よいしょって言うための気合溜めをする。ターンエンド
今週見たもの読んだもの
『ヱヴァンゲリヲン新劇場版:Q』
前日譚のEVANGELION:3.0(-46h)劇場版とEVANGELION:3.0(-120min.)が同時上映で流れていた。復刻上映ゆえに特典映像も全部見れるのは嬉しいところ。
ついに問題作が来たな、と思いつつ見に行ったが面白かったですね。破から間を置かずに見れたので割とシンジくんの心情が見えやすく、連続公開の良さがあった上映だった。
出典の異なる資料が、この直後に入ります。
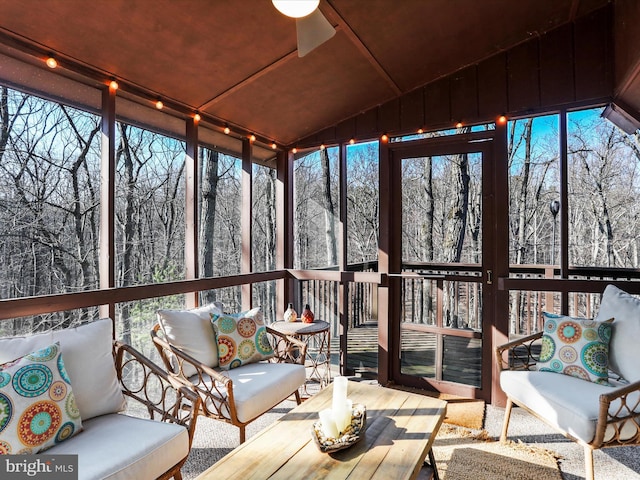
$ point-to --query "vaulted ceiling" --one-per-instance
(236, 61)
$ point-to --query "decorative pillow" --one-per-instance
(242, 338)
(578, 347)
(624, 354)
(190, 331)
(37, 405)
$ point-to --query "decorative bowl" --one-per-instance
(348, 438)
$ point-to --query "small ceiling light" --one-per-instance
(295, 8)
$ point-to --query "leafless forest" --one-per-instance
(50, 205)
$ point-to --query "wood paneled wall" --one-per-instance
(571, 65)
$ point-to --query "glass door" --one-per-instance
(445, 264)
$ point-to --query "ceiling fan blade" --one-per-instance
(313, 30)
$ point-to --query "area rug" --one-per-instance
(461, 454)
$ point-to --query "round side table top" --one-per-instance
(300, 328)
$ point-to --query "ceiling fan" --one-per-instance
(312, 27)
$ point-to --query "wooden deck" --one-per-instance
(461, 356)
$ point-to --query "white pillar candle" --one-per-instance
(339, 391)
(344, 415)
(328, 424)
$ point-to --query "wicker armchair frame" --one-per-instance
(215, 389)
(522, 354)
(156, 392)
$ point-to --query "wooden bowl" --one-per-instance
(351, 435)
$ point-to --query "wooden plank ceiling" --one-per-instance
(237, 60)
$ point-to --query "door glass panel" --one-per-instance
(441, 323)
(462, 360)
(441, 209)
(418, 353)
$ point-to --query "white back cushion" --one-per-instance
(624, 354)
(88, 358)
(191, 332)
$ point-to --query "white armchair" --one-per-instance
(594, 415)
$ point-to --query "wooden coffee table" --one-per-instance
(400, 431)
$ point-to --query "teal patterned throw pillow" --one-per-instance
(37, 406)
(242, 338)
(578, 347)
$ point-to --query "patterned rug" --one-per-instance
(461, 454)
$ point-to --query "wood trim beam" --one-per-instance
(249, 80)
(107, 257)
(336, 19)
(191, 250)
(246, 228)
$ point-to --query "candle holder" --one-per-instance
(350, 436)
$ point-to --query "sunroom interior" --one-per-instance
(322, 148)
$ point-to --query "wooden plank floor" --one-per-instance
(462, 357)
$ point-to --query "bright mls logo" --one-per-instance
(39, 467)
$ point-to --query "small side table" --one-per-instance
(317, 337)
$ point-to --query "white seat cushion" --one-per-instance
(258, 387)
(624, 354)
(569, 404)
(121, 447)
(88, 359)
(191, 331)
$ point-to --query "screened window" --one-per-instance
(49, 197)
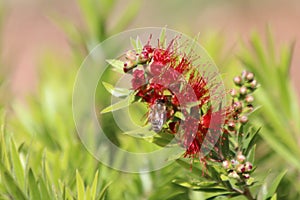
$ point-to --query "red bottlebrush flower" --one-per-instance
(138, 79)
(173, 78)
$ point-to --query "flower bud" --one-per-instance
(243, 119)
(233, 92)
(253, 84)
(248, 166)
(231, 126)
(226, 164)
(131, 55)
(234, 175)
(240, 168)
(250, 76)
(237, 80)
(244, 74)
(234, 162)
(243, 90)
(249, 99)
(237, 106)
(246, 176)
(240, 157)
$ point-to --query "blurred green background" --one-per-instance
(43, 44)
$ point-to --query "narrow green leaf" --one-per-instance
(103, 191)
(17, 165)
(143, 132)
(45, 195)
(162, 38)
(119, 105)
(224, 142)
(273, 186)
(33, 186)
(139, 45)
(79, 186)
(115, 91)
(251, 154)
(88, 193)
(116, 64)
(133, 43)
(94, 186)
(11, 185)
(274, 197)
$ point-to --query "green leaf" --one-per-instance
(17, 165)
(143, 132)
(11, 185)
(224, 142)
(251, 154)
(79, 186)
(270, 185)
(274, 197)
(273, 187)
(94, 186)
(33, 186)
(117, 65)
(162, 38)
(208, 186)
(44, 190)
(103, 191)
(136, 44)
(117, 106)
(115, 91)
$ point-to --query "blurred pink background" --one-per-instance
(27, 30)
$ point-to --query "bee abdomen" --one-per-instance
(157, 115)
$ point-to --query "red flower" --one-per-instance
(172, 77)
(138, 79)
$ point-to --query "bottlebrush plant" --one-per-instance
(179, 101)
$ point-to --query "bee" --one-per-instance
(157, 115)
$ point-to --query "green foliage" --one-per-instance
(280, 112)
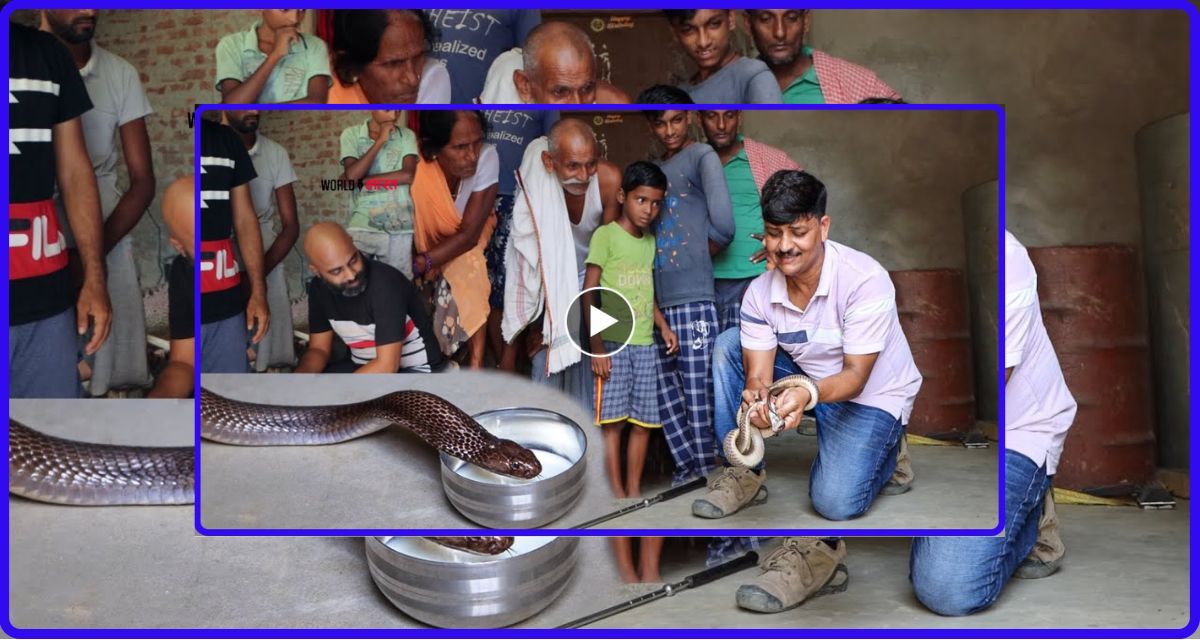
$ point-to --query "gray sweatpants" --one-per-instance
(223, 346)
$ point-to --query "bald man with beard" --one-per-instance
(179, 213)
(372, 307)
(556, 66)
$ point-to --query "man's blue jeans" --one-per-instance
(961, 575)
(857, 444)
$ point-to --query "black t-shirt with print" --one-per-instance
(45, 89)
(225, 165)
(180, 298)
(389, 311)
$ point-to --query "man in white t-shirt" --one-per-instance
(961, 575)
(826, 311)
(274, 197)
(118, 117)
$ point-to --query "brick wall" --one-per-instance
(313, 141)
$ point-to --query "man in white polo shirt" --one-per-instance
(114, 129)
(827, 311)
(961, 575)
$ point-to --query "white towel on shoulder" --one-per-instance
(540, 270)
(498, 87)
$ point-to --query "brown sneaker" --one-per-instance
(729, 490)
(1048, 551)
(808, 426)
(903, 477)
(801, 569)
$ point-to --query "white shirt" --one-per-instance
(435, 88)
(274, 169)
(853, 312)
(487, 173)
(118, 99)
(1038, 406)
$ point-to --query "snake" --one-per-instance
(481, 545)
(59, 471)
(436, 420)
(745, 447)
(63, 471)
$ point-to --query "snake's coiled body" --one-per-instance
(437, 422)
(60, 471)
(483, 545)
(745, 447)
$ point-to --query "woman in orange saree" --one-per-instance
(454, 199)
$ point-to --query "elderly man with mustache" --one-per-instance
(562, 175)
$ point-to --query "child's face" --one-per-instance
(671, 129)
(642, 204)
(706, 36)
(282, 18)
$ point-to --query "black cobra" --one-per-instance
(60, 471)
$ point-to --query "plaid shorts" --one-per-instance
(631, 392)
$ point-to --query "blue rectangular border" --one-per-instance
(617, 5)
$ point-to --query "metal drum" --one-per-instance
(1163, 192)
(933, 309)
(502, 502)
(1093, 312)
(981, 222)
(445, 587)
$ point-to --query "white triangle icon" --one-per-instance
(599, 321)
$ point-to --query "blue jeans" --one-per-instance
(961, 575)
(223, 346)
(857, 444)
(43, 359)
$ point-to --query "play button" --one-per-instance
(609, 317)
(599, 321)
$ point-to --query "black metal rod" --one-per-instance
(694, 580)
(673, 492)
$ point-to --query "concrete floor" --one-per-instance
(389, 479)
(363, 484)
(1125, 568)
(955, 488)
(114, 567)
(147, 567)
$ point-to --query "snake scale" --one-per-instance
(745, 447)
(60, 471)
(481, 545)
(437, 422)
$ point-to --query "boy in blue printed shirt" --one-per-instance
(696, 222)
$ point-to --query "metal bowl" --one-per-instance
(445, 587)
(502, 502)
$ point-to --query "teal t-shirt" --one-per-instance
(239, 57)
(627, 265)
(805, 89)
(389, 209)
(733, 262)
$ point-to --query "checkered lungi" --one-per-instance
(631, 392)
(685, 389)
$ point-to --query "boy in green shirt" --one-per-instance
(382, 153)
(621, 257)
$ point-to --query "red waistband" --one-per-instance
(219, 268)
(36, 245)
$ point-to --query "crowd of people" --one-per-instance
(438, 57)
(491, 223)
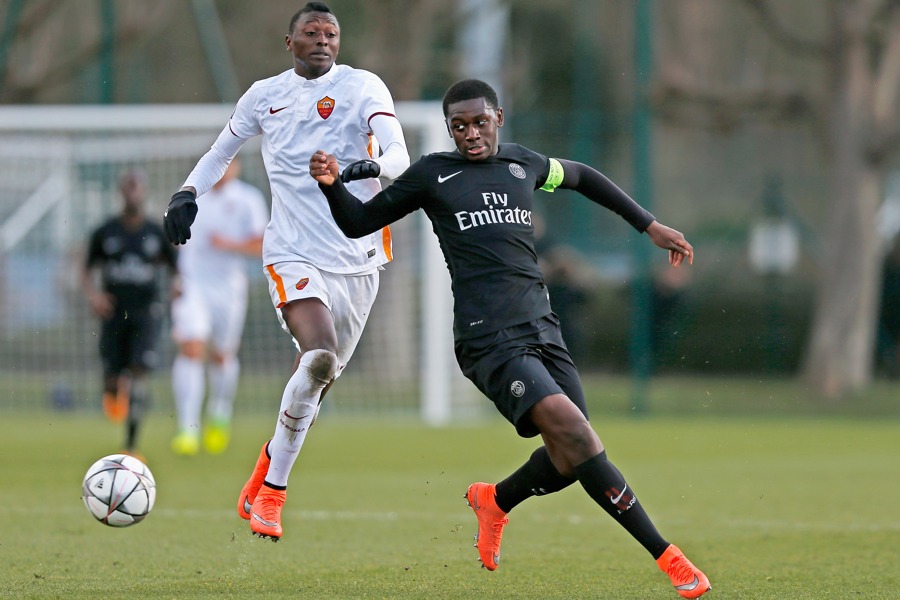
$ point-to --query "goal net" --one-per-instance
(58, 171)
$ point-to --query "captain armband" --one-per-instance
(554, 177)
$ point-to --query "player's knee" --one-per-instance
(193, 349)
(321, 364)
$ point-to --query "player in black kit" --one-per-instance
(507, 339)
(128, 251)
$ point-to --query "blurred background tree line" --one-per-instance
(772, 138)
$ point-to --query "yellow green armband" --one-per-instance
(554, 177)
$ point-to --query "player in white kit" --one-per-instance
(322, 284)
(208, 316)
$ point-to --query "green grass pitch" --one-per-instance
(792, 507)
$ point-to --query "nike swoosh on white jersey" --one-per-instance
(442, 179)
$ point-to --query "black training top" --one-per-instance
(129, 260)
(481, 214)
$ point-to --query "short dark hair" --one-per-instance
(470, 89)
(310, 7)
あらすじは世界と綾波を天秤に載せて、シンジは綾波を選んだ。結果、世界はニアサードインパクトで赤く染まり、14年ぶりに目覚めたシンジは早速拘束されてしまう。そこで謎の少年渚カヲルと遭遇する。カヲルとの交流で立ち直ったシンジは、ニアサードインパクトから世界を元に戻すために再度エヴァに搭乗する。
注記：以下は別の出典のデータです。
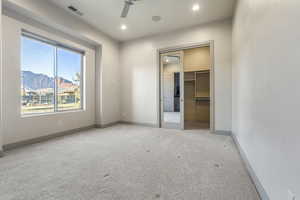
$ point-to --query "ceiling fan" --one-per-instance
(126, 8)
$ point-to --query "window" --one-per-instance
(51, 76)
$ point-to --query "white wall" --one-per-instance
(266, 98)
(140, 72)
(108, 88)
(1, 133)
(17, 128)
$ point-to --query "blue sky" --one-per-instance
(38, 57)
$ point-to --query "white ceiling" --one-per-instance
(176, 14)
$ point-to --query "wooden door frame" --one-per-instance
(180, 54)
(160, 51)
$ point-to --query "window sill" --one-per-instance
(51, 113)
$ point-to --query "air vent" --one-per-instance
(75, 10)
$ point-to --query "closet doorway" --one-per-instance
(172, 97)
(187, 87)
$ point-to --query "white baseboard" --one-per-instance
(259, 187)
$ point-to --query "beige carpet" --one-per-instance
(127, 162)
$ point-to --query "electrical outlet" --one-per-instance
(291, 195)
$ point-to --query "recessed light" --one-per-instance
(196, 7)
(123, 27)
(156, 18)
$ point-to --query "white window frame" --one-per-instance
(57, 45)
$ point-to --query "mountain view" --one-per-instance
(33, 81)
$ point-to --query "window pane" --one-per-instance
(37, 76)
(68, 79)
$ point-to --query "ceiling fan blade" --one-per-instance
(126, 9)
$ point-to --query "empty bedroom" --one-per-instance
(149, 99)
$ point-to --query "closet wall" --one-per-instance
(197, 88)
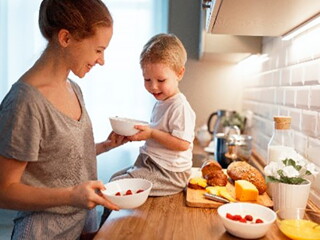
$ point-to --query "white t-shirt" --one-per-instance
(175, 116)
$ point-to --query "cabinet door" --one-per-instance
(186, 21)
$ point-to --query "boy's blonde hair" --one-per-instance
(166, 49)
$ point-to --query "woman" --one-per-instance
(47, 151)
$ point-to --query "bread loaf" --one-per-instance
(212, 172)
(197, 183)
(209, 167)
(217, 178)
(240, 170)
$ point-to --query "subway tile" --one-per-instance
(309, 122)
(316, 47)
(302, 97)
(300, 143)
(268, 95)
(280, 96)
(276, 76)
(297, 75)
(295, 118)
(312, 72)
(315, 195)
(285, 77)
(315, 98)
(313, 150)
(289, 97)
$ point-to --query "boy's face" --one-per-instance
(160, 80)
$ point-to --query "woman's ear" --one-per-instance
(181, 73)
(64, 37)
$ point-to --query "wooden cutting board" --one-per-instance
(195, 198)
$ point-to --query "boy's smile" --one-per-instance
(160, 80)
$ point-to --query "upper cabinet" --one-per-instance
(258, 17)
(187, 21)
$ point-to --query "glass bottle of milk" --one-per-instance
(280, 144)
(281, 141)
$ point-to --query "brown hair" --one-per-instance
(166, 49)
(79, 17)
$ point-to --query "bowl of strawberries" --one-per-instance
(128, 193)
(246, 220)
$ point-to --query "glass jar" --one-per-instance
(281, 141)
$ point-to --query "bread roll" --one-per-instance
(240, 170)
(212, 172)
(217, 178)
(209, 167)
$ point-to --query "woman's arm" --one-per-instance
(16, 195)
(164, 138)
(113, 140)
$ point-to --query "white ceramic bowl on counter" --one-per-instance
(250, 229)
(116, 192)
(125, 126)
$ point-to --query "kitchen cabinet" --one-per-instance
(187, 20)
(258, 18)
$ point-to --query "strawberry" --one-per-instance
(128, 192)
(259, 220)
(237, 217)
(230, 216)
(248, 217)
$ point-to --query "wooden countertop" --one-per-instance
(168, 218)
(165, 218)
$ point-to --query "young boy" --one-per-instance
(166, 157)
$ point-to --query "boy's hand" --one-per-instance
(144, 134)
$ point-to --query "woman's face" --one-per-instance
(86, 53)
(160, 80)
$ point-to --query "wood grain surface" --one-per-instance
(168, 218)
(195, 198)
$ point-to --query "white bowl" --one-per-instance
(121, 186)
(125, 126)
(247, 230)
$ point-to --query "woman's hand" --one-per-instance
(88, 195)
(145, 132)
(113, 140)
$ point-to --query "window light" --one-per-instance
(301, 28)
(255, 58)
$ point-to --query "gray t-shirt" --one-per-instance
(60, 151)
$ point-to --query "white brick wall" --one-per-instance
(288, 84)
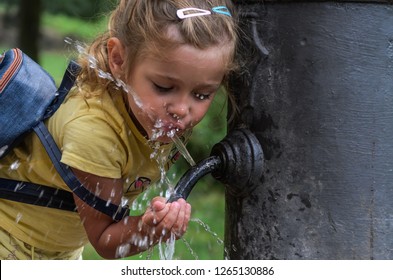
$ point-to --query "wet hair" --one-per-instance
(142, 27)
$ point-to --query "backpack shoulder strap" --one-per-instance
(66, 84)
(117, 212)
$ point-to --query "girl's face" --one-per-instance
(174, 94)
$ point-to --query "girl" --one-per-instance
(152, 75)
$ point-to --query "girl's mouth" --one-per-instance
(166, 129)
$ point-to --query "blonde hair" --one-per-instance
(142, 25)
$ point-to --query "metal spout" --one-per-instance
(237, 159)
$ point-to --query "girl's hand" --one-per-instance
(163, 218)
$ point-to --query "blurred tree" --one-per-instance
(87, 9)
(29, 16)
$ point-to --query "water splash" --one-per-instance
(182, 149)
(207, 229)
(167, 249)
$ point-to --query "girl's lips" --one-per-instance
(170, 126)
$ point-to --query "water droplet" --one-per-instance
(18, 217)
(15, 165)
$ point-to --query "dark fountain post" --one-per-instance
(318, 94)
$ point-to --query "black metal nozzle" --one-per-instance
(237, 159)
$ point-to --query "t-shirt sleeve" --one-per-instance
(92, 145)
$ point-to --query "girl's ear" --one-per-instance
(116, 56)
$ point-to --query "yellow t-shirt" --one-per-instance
(95, 135)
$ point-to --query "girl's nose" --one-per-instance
(178, 109)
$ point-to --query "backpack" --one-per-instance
(29, 96)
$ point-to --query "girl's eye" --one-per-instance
(202, 96)
(161, 88)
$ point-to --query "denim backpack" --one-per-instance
(29, 96)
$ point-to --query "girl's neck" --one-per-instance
(132, 116)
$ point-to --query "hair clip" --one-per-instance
(195, 12)
(222, 10)
(191, 12)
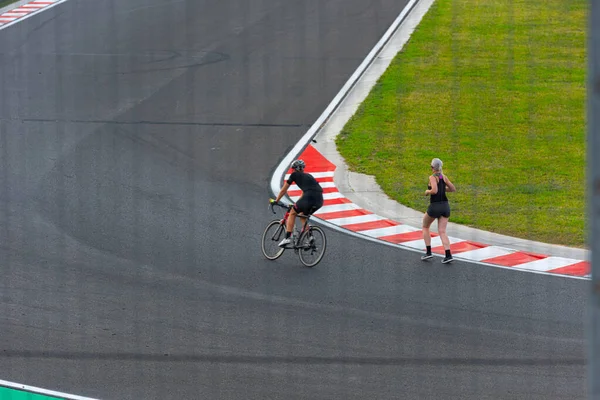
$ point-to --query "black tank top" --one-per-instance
(305, 182)
(441, 194)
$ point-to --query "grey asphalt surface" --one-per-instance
(137, 139)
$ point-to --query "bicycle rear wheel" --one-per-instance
(312, 245)
(273, 234)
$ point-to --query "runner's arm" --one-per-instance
(451, 187)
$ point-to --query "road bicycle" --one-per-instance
(309, 242)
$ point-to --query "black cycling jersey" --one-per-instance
(441, 193)
(305, 182)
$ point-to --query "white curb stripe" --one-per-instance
(356, 220)
(337, 207)
(11, 17)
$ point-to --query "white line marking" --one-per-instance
(32, 389)
(390, 230)
(356, 220)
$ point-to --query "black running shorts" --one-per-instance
(439, 209)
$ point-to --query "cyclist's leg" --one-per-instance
(291, 219)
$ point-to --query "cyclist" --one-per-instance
(311, 200)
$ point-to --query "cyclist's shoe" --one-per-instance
(448, 259)
(285, 242)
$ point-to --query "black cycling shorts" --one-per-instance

Qは観客を置き去りして終幕するが、それは旧劇を語りなおそうとした制作陣の律義さが原因じゃないかとジオは感じている。精神が限界になったシンジや赤く荒廃した世界など旧劇との共通点は多いものの、その精神描写を省いていることで、結果だけが映像として出力され、シンジは訳もわからないまま振り回され、存在を認めてもらおうと奔走して友人のカヲルを失う、空回りした人間になってしまった。
では、Qは全て空回りになった空虚な作品なのかと言われたら、否定できない。そうかもしれない。Qの公開は旧劇から大体14年だ*1。Qの登場人物も全員年を取っている。管理職になったマヤやアオバ、ゲンドウみたいに押し黙るミサト、そして次の世代の北上ミドリや鈴原サクラが登場し、彼らの価値観で話している。彼らの登場は第三者の登場であり、セカイ系が排除しつづけていた「社会」を導入しているようにも感じる。(「主人公達の行動・心理・関係性が、本来ある筈の中間領域である『社会』をすっとばして、そのまま上位領域たる『世界』の在り様や命運を決定する」pixiv百科事典「セカイ系」から引用(2026/3/1時点))
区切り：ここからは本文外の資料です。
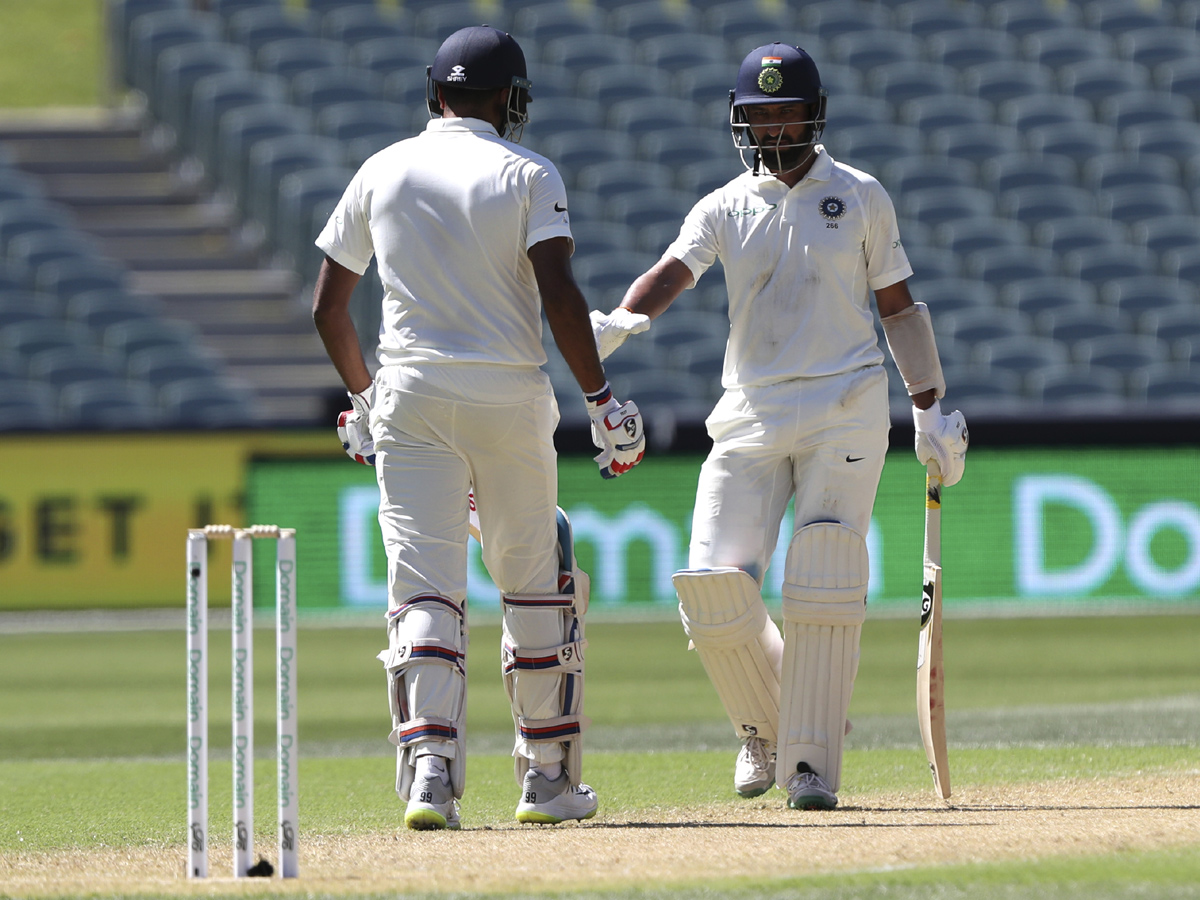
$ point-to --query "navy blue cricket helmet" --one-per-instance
(483, 58)
(775, 73)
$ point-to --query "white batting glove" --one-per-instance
(617, 430)
(354, 427)
(611, 330)
(942, 438)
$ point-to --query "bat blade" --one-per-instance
(931, 682)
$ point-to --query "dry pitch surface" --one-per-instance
(685, 845)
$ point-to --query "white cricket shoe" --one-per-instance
(754, 773)
(431, 801)
(808, 790)
(546, 802)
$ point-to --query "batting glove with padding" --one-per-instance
(942, 438)
(611, 330)
(617, 430)
(354, 427)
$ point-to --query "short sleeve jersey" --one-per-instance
(799, 264)
(450, 215)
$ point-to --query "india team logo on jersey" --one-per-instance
(771, 79)
(832, 207)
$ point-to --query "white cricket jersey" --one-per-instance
(799, 264)
(450, 214)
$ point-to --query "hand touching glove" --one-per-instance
(942, 438)
(354, 427)
(611, 330)
(617, 430)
旧劇のテーゼ「現実に帰れ」が、今ままでエヴァとは違ったベクトルで観客を刺しに来ている。我々と同じようにシンジは世界を変えられないまま残酷にあり続ける。シンエヴァでは現実の異なる側面がやって来るのだが、それはまた今度に。
畠山丑雄「叫び」
174回芥川賞の受賞作。芥川賞は時世を象徴する作品が受賞しやすく、万博関連の作品が受賞したことで2025年といえば万博の年だったな、という実感がジオの懐に落ち込んだ。
茨木市の職員として生活する早野は、生活保護の先生とよばれる老人から薫陶を受け、郷土史が彼の趣味にな汰。趣味を続けているうちに一人の女性しおりと交友関係ができ、彼女と万博へデートへ行くことになる。
主人公の舞台は2025年現代が舞台だ。しかし、壮大な歴史のエピソードが詳細に説明されていくうちに、1930年代の青年川又幹朗と密接にかかわり、主人公へ憑依していく。過去と現代が一つに溶け合ってような語り口が面白かった作品だった。
今週の感想
ジム
友人の誘いでジムへ加入。こういう機会があるだけで嬉しいものですね。
1月中頃に加入したのでもう1か月経つが、早くもジムねぇ、、、になってきている。なんか在籍してるだけで基礎代謝+1000calとかなったらいいな。自分の怠惰さを直視してる今この時でございますよ。*2
ジム……なんていうか、こう手触りが面白いな、という部分がある。
例えば実存的な部分だったり、存在的な部分だったり。
実存部分は自分の肉体の確かさだ、過去のブログで筋肉通があると実存的な悩みがなくなると書いたが、実際スクワットで下半身が猛烈に痛い時は何かを気にする余裕なんてない、変な処理ばかりしたがる自分の脳には負担をかけた方がいい。
存在部分については、ウェイトの存在感の確かさだ。人類なんて少し時間がたてば老いさらばえる。一方、ダンベルやシャフトには数百年経ってもそのままであり続ける確かさがある。そして重量が定量的なのもいい。5kg10kgと、行儀よく存在している感がある、自分もこれぐらいきちんと存在したいっすね~と、ついつい?思ってしまう*3。